Chemists looking to make explosives will often load their molecules with nitrogen atoms, which release energy as they break apart to form N2 and other small molecules. Researchers have now prepared the first example of a nitrogen-packed [5,6,5]-tricyclic bistetrazole-fused compound. The potassium salt of this molecule, which the researchers named DTAT-K, has properties that could make it an environmentally friendly primary explosive (ACS Cent. Sci. 2023, DOI: 10.1021/acscentsci.3c00219).
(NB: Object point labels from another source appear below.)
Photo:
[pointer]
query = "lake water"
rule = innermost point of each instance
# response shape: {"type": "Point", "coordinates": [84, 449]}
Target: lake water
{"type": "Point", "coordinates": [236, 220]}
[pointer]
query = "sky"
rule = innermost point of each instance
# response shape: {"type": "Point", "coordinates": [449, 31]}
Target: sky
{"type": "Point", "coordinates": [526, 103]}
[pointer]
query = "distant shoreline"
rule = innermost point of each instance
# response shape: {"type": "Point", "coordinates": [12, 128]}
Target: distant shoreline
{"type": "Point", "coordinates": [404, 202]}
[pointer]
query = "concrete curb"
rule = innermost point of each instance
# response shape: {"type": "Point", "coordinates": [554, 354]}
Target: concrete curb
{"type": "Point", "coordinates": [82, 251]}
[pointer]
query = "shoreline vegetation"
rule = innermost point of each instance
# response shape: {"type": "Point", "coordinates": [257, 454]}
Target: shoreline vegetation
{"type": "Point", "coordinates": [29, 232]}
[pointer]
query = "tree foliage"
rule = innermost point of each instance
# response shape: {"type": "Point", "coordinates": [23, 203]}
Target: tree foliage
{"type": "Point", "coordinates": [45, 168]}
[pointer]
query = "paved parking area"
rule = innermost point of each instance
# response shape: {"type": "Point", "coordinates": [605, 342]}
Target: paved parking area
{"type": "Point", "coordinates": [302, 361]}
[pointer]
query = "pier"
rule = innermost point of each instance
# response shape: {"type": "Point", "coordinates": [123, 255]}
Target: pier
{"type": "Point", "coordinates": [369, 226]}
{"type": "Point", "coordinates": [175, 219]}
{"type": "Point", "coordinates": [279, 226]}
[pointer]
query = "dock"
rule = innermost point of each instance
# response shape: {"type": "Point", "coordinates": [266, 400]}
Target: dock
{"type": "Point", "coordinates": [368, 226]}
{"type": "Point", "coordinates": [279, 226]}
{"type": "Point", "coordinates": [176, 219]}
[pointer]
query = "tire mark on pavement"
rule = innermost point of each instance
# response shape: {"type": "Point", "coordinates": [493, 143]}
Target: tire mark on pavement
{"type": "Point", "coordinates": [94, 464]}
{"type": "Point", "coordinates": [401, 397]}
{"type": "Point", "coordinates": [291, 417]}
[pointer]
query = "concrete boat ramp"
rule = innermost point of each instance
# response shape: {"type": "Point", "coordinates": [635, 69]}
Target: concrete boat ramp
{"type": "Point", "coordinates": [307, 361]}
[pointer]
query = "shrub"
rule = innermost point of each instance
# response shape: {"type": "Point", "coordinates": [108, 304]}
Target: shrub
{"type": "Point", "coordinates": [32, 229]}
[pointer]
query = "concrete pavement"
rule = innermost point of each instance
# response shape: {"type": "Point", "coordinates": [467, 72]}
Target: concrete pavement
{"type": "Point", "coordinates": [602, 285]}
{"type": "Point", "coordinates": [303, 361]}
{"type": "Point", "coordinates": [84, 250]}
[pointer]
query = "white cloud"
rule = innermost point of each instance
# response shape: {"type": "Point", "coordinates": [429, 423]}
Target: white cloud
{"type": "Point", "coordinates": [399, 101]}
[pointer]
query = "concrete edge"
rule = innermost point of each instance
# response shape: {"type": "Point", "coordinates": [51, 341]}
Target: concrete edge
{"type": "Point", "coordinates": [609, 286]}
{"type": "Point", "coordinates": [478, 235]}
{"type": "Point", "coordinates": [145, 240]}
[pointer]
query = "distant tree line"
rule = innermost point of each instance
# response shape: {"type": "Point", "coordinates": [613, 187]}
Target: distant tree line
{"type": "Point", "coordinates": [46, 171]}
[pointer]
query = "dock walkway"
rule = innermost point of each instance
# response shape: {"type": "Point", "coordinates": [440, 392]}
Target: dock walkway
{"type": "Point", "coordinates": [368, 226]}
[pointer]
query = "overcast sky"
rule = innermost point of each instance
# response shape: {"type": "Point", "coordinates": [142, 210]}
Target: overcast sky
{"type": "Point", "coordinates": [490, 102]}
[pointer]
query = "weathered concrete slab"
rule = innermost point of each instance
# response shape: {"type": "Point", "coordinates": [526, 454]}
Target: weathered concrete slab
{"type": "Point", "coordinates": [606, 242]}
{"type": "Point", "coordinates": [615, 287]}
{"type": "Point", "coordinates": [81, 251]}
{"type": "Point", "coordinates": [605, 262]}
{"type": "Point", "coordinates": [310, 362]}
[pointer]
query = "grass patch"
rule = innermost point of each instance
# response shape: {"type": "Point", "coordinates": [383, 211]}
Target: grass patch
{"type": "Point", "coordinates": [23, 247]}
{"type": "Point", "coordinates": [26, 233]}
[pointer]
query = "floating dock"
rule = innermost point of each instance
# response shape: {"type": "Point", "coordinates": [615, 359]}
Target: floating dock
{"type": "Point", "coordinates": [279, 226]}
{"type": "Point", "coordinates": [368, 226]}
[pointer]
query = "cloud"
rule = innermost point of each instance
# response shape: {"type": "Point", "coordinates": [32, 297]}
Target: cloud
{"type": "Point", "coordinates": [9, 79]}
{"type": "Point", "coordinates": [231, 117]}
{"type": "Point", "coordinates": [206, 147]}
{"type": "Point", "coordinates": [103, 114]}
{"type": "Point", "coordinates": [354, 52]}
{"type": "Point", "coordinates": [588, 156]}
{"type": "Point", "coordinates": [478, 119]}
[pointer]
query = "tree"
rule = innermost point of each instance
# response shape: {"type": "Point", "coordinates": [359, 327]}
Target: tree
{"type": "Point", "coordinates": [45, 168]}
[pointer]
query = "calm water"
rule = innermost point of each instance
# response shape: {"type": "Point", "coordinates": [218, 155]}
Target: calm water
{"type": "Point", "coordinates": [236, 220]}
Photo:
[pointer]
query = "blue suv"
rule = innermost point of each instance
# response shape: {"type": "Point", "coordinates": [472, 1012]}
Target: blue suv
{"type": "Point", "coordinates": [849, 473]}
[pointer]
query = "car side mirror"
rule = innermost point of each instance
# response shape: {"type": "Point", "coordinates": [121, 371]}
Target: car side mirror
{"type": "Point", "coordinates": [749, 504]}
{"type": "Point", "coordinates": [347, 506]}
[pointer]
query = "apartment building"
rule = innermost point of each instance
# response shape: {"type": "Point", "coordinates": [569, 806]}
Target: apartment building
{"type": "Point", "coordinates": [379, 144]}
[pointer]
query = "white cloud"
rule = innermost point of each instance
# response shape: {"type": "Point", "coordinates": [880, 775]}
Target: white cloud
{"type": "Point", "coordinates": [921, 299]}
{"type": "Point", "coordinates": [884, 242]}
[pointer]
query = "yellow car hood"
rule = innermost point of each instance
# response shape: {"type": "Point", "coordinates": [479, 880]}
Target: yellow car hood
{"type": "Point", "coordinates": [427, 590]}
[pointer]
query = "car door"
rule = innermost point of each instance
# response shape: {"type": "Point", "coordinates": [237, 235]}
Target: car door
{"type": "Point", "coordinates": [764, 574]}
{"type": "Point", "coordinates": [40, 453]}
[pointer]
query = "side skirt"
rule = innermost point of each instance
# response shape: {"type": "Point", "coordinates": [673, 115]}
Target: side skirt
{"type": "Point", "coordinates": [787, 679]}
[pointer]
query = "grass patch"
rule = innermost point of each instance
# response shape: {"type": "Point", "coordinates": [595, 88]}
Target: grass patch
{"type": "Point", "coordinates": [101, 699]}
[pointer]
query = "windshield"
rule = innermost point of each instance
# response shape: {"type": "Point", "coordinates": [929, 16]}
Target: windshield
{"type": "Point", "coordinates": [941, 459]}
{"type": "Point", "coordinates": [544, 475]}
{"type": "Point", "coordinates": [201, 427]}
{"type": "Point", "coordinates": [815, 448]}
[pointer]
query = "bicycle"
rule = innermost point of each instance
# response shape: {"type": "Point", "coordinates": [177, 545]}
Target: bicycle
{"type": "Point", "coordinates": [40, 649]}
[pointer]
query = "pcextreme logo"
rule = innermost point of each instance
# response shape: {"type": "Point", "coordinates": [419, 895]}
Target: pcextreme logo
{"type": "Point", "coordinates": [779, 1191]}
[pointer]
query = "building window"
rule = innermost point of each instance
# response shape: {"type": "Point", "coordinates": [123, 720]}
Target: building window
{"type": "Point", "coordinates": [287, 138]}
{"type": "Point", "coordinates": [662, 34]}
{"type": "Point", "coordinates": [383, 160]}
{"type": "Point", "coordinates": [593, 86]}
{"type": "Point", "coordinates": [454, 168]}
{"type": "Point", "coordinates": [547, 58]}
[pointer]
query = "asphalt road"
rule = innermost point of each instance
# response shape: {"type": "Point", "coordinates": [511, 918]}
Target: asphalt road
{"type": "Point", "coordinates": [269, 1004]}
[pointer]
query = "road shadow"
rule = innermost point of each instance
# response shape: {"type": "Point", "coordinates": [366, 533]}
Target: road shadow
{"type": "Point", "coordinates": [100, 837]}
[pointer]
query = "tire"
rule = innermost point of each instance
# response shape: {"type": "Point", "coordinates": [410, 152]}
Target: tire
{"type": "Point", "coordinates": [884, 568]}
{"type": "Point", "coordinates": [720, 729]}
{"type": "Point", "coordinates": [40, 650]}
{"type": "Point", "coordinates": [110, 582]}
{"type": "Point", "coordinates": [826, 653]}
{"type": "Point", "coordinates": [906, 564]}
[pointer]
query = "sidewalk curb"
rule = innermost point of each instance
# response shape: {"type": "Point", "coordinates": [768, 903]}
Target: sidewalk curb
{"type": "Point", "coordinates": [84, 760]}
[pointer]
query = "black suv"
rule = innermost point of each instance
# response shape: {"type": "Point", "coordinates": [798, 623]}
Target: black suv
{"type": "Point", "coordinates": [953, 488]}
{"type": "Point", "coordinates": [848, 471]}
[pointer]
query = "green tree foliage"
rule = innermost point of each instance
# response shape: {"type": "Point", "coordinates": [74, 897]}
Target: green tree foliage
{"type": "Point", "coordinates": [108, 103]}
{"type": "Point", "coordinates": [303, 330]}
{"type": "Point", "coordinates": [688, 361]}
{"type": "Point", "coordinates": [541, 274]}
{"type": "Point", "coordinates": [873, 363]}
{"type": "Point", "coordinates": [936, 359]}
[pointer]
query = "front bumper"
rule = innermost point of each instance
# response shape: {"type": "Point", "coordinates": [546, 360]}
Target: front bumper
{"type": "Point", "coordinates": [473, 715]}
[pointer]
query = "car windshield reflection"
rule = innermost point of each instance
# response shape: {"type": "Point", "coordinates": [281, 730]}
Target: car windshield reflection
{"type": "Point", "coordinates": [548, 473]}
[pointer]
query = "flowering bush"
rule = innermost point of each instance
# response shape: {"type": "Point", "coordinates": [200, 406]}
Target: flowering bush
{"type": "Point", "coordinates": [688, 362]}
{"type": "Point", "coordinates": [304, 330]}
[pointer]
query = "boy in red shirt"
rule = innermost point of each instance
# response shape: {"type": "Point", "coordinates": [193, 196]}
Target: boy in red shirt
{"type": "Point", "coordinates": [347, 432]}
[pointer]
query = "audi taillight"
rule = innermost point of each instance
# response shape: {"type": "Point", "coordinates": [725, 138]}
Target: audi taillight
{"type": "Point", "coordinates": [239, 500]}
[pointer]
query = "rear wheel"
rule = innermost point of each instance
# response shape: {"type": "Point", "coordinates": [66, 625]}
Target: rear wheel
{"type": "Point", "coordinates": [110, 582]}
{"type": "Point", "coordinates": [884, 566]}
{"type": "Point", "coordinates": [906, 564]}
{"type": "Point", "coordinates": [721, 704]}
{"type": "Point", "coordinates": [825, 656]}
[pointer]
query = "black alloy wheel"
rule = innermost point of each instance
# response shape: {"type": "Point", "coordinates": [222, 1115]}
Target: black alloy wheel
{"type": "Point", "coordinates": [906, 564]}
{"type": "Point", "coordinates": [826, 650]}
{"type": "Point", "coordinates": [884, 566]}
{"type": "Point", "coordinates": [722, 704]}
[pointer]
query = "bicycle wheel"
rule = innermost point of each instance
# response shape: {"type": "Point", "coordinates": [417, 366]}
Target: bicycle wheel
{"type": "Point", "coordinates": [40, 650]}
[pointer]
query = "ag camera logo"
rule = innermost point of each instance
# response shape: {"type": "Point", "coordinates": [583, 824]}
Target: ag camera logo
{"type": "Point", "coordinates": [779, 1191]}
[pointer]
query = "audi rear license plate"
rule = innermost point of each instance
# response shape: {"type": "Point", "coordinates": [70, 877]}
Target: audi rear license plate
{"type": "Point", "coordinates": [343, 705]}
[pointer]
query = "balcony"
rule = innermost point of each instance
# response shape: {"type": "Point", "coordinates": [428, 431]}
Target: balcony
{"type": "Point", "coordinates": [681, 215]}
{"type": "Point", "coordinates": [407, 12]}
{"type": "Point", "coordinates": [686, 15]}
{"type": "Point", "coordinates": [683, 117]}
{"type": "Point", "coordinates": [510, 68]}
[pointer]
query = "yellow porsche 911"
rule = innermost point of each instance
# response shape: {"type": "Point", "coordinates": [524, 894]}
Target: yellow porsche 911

Guangbin Cheng and Hongwei Yang at Nanjing University of Science and Technology and Chuan Xiao at Norinco led the researchers who discovered DTAT-K. The chemists were simply trying to substitute azides for the chlorides on 4,6-dichloro-5-nitropyrimidine—an inexpensive and commercially available starting material. But they were surprised to find that after the substitution occurred, the molecule spontaneously cyclized to form the [5,6,5]-tricyclic bistetrazole-fused motif and appended an additional azide group.
Swapping the sodium ion for potassium produced DTAT-K. The compound has detonation properties that are comparable to lead azide, a commonly used primary explosive that’s a source of heavy metal contamination at military training grounds. DTAT-K is safer to handle than lead azide, so it could be a replacement free of heavy metals.